His remarks stood in direct contrast to the incoming president, who has lambasted news organzations reporting on his transition as reporting "fake news."
Trump's team has floated the possibility of moving press briefings out of the West Wing, though on Wednesday Trump's press secretary Sean Spicer said his first briefing on Monday would take place in the traditional room.
Obama argued Wednesday that having reporters in the West Wing was an essential facet of a functioning Democracy.
"Having you in this building has made this place work better," Obama said.
Wednesday's news conference is the final time Obama is expected to speak in public before he departs the US Capitol on Friday as an ex-president. His choice of venue is telling -- Trump's team has floated the possibility of scrapping the White House briefing room for a larger venue.
His concluding news conference comes amid a flurry of last-minute activity, including handing down a commutation for national security leaker Chelsea Manning and a pardon for Gen. James Cartwright, convicted of lying to investigators in a leak probe.
Obama defended the decision to commute Chelsea Manning's sentence, saying that she served a "tough prison sentence." He said he looked at the particulars of the case the same way he had any other person whose sentence he had commuted.

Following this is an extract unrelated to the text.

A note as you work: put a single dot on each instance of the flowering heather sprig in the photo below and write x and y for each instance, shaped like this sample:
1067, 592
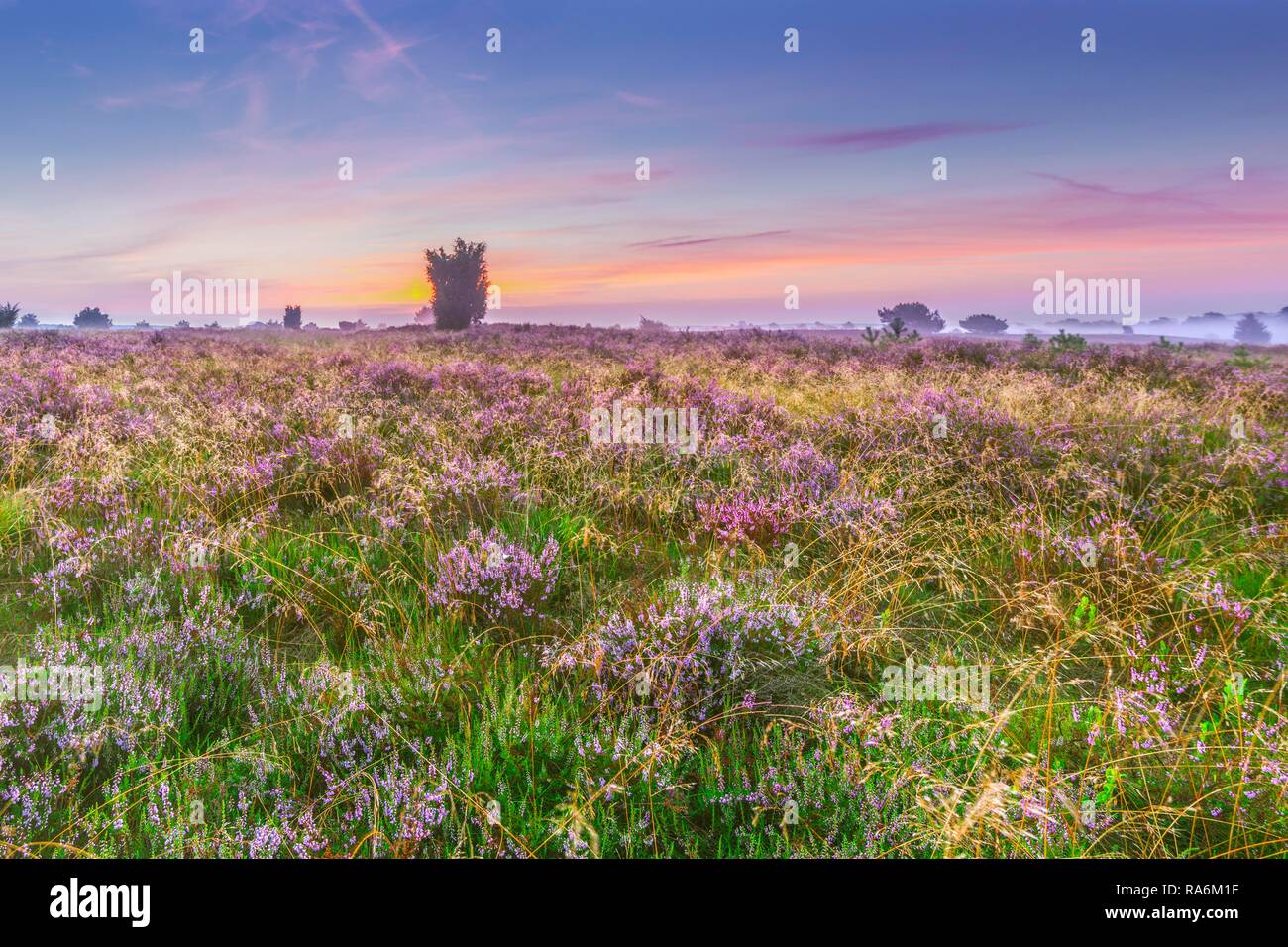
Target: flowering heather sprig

"I felt that in light of all the circumstances, that commuting her sentence was entirely appropriate," Obama said from the briefing room.
Obama was continuing a tradition of taking reporters' questions for a final time before departing office.
George W. Bush held his final news conference a week before leaving office, reflecting on some of the disappointments of his administration but also defending the controversial decisions he made over two terms in the White House.
Unlike Bush, Obama is leaving office with near-record approval ratings. A CNN/ORC poll released Wednesday showed 60% of Americans approve of the job he's doing as president.